2012 INTERNATIONAL MEETING
Monday, June 25, 2012 and
Tuesday, June 26, 2012
Grand Karel V
Utrecht, The Netherlands
Early Registration (ends April 30, 2012): $895
Session I: The Role of Lawyers in Developing Solutions to the Euro Zone Crisis
History is replete with examples of when lawyers, serving clients, crafted solutions to complex international problems, sometimes even where politicians had already failed dismally in the
attempt. What role should lawyers and law firms, especially those in Europe, take in helping to develop the solutions required to guarantee Europe’s future remains stable and prosperous?
This session will focus on how inside counsel select law firms and how over time that relationship progresses through several different stages. Also to be presented will be the latest research on
what creates a strong relationship between clients and outside counsel.
As students' debt loads have soared and job prospects have shrunk, law schools have found themselves on the receiving end of considerable criticism, much of which comes from those
who contend that "law school is a trade school that should be producing factory-ready lawyers" for large firms. Where should the responsibility ultimately lie for assuring clients that the lawyers
on whom they depend are properly trained – and what can firms and schools do together to
produce better-trained practitioners?
Even if you think social media is a passing and irrelevant fad, it’s hard to argue credibly that Facebook’s more than 900 million users are making a silly, misguided use of an irrelevant service. There’s no question its devotees find something of value through online participation.
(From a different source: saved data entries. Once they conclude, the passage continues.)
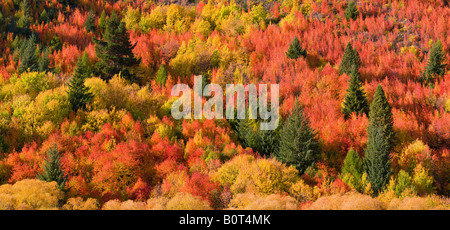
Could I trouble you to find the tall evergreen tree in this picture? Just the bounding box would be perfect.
[367,84,395,152]
[19,35,38,73]
[37,143,68,191]
[419,40,446,87]
[286,36,307,59]
[93,10,139,82]
[98,10,107,31]
[344,0,359,20]
[277,101,321,175]
[339,42,361,76]
[342,66,369,118]
[259,127,280,157]
[364,84,394,195]
[364,126,392,195]
[38,47,50,72]
[16,0,31,35]
[84,9,96,33]
[67,52,93,112]
[237,111,260,151]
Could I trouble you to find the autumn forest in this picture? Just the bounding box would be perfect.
[0,0,449,210]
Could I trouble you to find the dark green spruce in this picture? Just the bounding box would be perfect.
[286,36,307,60]
[419,40,446,87]
[67,52,93,112]
[364,84,395,195]
[344,0,359,20]
[84,9,96,33]
[93,10,139,82]
[19,35,38,73]
[37,143,68,191]
[277,101,321,175]
[342,66,369,118]
[339,42,361,76]
[38,47,50,72]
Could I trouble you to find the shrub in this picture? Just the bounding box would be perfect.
[165,193,211,210]
[62,197,99,210]
[0,179,63,210]
[227,192,299,210]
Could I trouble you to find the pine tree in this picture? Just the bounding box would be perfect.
[419,40,446,87]
[364,84,394,195]
[98,10,107,31]
[259,128,280,157]
[155,64,168,86]
[37,143,68,191]
[286,36,307,60]
[344,0,359,20]
[84,9,96,33]
[16,0,31,35]
[364,126,392,195]
[38,47,50,72]
[237,113,260,151]
[93,10,139,82]
[40,9,49,23]
[342,66,369,118]
[67,52,93,112]
[277,101,321,175]
[367,84,395,152]
[339,42,361,76]
[19,35,38,73]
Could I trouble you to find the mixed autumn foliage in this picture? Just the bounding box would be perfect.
[0,0,449,210]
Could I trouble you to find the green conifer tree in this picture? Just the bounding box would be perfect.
[342,66,369,118]
[98,10,107,31]
[339,42,361,76]
[364,126,392,195]
[93,10,139,82]
[67,52,93,112]
[40,9,49,23]
[237,112,260,151]
[259,127,280,157]
[367,84,395,151]
[84,9,96,33]
[19,35,38,73]
[277,101,321,175]
[364,84,395,195]
[37,143,68,191]
[38,47,50,72]
[419,40,446,87]
[16,0,31,35]
[286,36,307,59]
[344,0,359,20]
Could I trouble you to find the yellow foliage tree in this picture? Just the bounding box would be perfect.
[0,179,63,210]
[62,197,99,210]
[227,192,299,210]
[165,192,211,210]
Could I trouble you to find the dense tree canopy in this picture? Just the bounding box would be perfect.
[0,0,448,210]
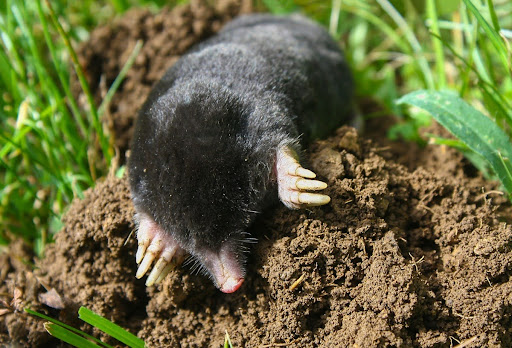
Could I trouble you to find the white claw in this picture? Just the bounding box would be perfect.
[146,258,168,286]
[295,166,316,178]
[155,263,175,284]
[145,248,176,286]
[296,192,331,206]
[295,178,327,191]
[136,251,157,279]
[136,239,150,264]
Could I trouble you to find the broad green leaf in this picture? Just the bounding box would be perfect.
[397,90,512,197]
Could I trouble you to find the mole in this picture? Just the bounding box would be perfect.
[128,13,354,293]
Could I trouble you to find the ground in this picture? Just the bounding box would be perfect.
[1,1,511,347]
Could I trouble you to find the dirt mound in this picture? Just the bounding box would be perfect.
[1,1,512,347]
[3,126,511,347]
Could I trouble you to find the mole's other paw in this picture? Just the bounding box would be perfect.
[135,213,186,286]
[276,146,330,210]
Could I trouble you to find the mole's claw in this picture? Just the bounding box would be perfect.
[136,239,149,264]
[293,192,331,206]
[136,251,157,279]
[155,263,174,284]
[136,220,153,264]
[137,235,164,278]
[146,257,168,286]
[145,248,177,286]
[293,166,316,178]
[134,213,187,285]
[276,146,330,209]
[295,178,327,191]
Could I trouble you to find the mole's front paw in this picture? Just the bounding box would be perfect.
[135,213,186,286]
[276,146,330,210]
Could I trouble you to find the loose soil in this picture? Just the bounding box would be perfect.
[1,1,511,347]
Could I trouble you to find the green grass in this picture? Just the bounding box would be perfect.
[26,306,145,348]
[0,0,151,254]
[1,0,102,253]
[1,0,511,253]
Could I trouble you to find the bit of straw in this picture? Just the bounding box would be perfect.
[453,336,478,348]
[288,274,305,291]
[259,339,299,347]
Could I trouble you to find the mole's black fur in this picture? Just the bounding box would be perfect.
[129,14,353,285]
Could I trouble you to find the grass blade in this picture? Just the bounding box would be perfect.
[25,308,114,348]
[261,0,297,14]
[35,0,87,137]
[486,0,501,34]
[342,1,410,54]
[43,0,112,164]
[329,0,341,37]
[224,330,233,348]
[78,307,145,348]
[462,0,510,72]
[98,40,143,116]
[430,31,512,121]
[426,135,470,151]
[376,0,435,89]
[397,89,512,197]
[44,323,102,348]
[426,0,446,89]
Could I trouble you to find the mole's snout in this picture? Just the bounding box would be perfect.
[198,243,246,293]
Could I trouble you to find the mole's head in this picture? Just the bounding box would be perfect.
[129,85,266,293]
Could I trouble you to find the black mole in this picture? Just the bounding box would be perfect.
[128,13,353,293]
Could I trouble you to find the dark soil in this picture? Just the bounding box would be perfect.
[1,1,512,347]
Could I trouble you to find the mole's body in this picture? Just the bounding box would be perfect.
[128,14,353,293]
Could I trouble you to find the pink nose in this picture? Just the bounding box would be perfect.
[220,277,244,293]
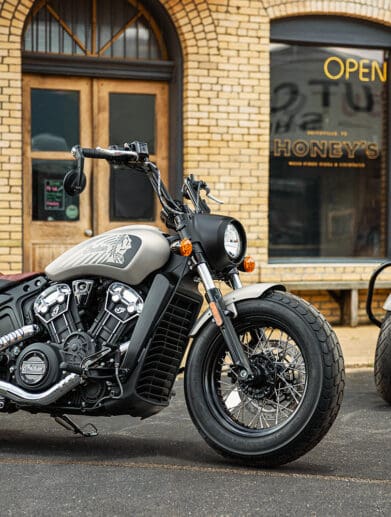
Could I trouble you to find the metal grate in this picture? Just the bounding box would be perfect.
[136,294,199,404]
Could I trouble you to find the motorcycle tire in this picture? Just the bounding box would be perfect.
[374,312,391,404]
[185,290,345,467]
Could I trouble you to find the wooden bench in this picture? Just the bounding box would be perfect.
[284,281,391,327]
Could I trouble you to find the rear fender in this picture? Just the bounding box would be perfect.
[189,283,285,338]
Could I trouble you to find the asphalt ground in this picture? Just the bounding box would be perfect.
[0,369,389,516]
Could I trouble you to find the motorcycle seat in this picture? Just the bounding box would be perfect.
[0,272,42,292]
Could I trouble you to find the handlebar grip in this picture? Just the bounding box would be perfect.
[81,148,111,159]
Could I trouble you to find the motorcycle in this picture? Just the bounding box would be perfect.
[367,262,391,404]
[0,141,345,466]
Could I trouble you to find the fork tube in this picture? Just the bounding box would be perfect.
[195,262,253,380]
[230,272,243,290]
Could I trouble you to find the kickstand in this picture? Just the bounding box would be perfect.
[53,414,98,437]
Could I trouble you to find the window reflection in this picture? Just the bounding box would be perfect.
[269,45,387,259]
[109,93,155,153]
[31,89,79,152]
[110,166,155,221]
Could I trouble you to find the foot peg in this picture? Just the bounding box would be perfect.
[53,414,98,437]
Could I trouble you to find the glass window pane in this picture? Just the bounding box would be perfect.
[97,0,138,57]
[31,89,79,151]
[32,160,80,222]
[269,44,387,259]
[109,93,155,153]
[50,0,91,54]
[23,0,165,60]
[110,166,155,221]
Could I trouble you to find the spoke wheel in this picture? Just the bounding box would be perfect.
[185,291,345,467]
[213,328,307,432]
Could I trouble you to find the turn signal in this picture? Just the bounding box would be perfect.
[243,256,256,273]
[179,238,193,257]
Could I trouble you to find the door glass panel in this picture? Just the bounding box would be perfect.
[31,89,79,151]
[109,93,155,152]
[109,92,156,221]
[110,167,155,221]
[32,159,80,221]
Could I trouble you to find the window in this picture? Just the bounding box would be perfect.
[23,0,165,60]
[269,17,391,260]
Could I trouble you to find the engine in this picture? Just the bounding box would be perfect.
[11,280,144,394]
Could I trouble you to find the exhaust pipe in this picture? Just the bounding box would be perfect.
[0,373,81,406]
[0,324,40,352]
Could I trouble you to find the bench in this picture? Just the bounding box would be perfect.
[284,281,391,327]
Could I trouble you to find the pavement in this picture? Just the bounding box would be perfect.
[0,370,389,516]
[0,323,389,516]
[335,324,379,368]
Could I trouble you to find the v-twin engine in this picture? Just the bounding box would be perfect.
[34,281,143,347]
[4,280,144,398]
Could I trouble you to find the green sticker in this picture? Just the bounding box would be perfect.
[66,204,79,220]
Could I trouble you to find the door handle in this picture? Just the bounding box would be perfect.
[84,229,93,237]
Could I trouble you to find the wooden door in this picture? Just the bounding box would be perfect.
[23,76,169,271]
[23,75,93,272]
[93,79,169,234]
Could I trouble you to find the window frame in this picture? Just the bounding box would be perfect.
[270,16,391,261]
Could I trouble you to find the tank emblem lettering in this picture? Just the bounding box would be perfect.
[114,306,126,314]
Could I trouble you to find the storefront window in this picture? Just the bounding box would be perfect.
[269,44,388,259]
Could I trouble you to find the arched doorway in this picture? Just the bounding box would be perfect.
[22,0,181,271]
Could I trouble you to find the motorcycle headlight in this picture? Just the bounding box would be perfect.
[189,214,247,271]
[224,223,242,260]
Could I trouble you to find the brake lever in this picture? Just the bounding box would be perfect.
[206,192,224,205]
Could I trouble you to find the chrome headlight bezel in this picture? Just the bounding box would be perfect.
[224,223,243,261]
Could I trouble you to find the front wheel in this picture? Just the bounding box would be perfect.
[185,290,345,467]
[374,312,391,404]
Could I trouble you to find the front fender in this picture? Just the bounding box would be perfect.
[189,282,285,337]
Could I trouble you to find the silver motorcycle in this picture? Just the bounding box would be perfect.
[0,141,345,466]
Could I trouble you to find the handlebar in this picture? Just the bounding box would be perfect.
[77,147,138,161]
[67,140,215,222]
[72,142,148,163]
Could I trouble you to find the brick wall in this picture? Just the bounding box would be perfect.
[0,0,27,273]
[0,0,390,323]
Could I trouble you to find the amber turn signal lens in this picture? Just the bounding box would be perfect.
[243,256,255,272]
[179,238,193,257]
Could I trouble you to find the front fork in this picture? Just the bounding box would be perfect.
[195,262,253,380]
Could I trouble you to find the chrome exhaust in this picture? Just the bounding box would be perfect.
[0,373,81,406]
[0,324,40,352]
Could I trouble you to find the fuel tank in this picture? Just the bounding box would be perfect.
[45,225,170,285]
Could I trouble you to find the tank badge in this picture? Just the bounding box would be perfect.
[55,234,142,269]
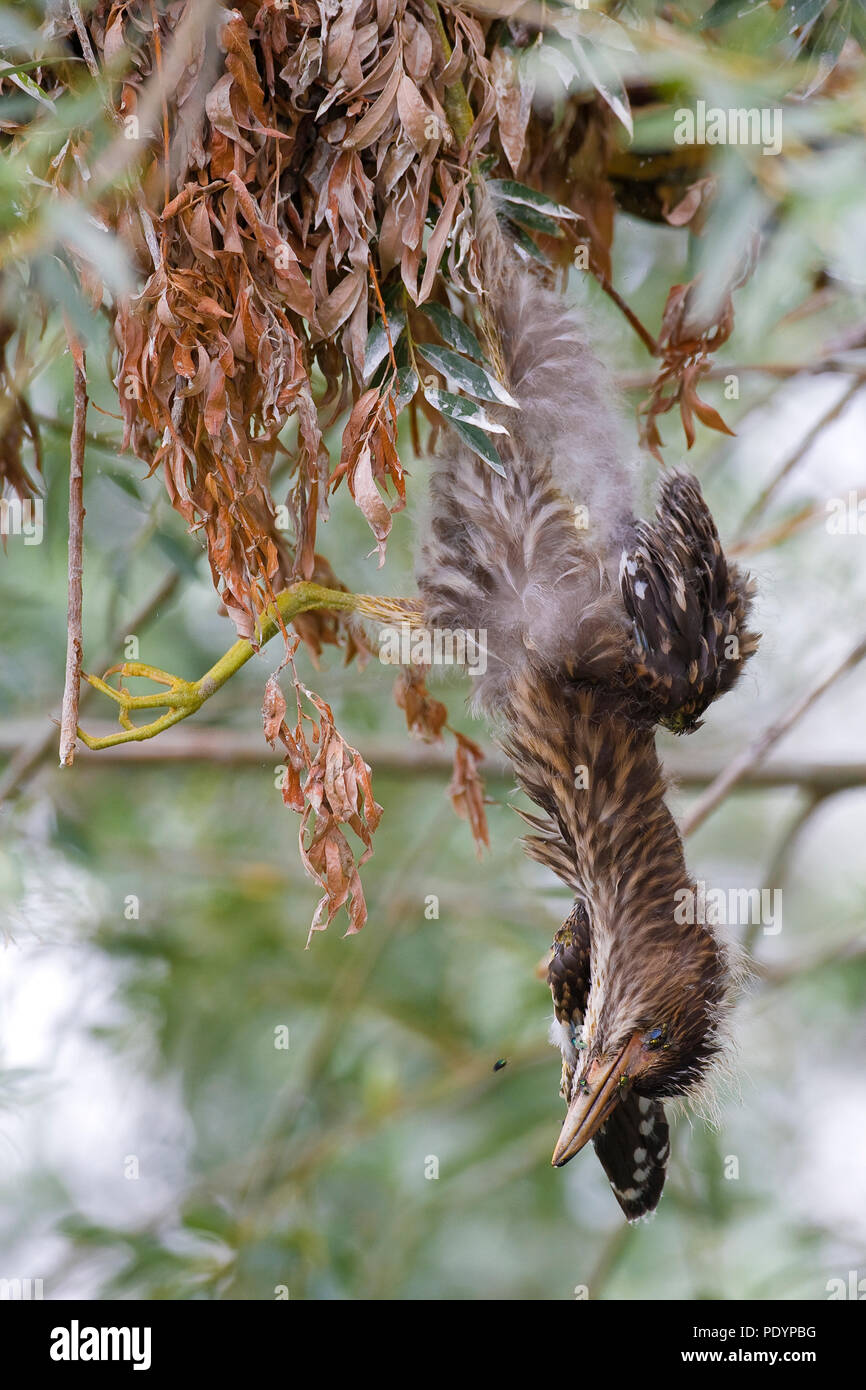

What is
it your clients value about social media, and how you can use this information to your advantage?
Corporate clients are demanding reductions in legal fees and related costs. Corporate legal departments are increasingly using LPOs to help them achieve this goal. This session will
explore how partnering with an LPO can provide law firms with a significant advantage in
competing for new clients.
This session will cover a number of fundamental principles underlying the negotiations process,
such as ZOPA, BATNA, WATNA, priming and anchoring. Differences between distributive and
interest-based negotiation styles and how to deal with them, especially when one meets the other, will be examined. Building on the negotiation session at the Barcelona meeting, this session will
touch on cultural issues in negotiations, including high-context and low-context cultures.
In 2010 a new directive was adopted with the aim of simplifying the rules for electronic invoicing throughout the European Union. How much has happened since then, and how might an uptake in electronic invoicing affect clients doing business in the EU? What does electronic invoicing have to
do with protecting your client’s trade secrets and minimizing antitrust risks?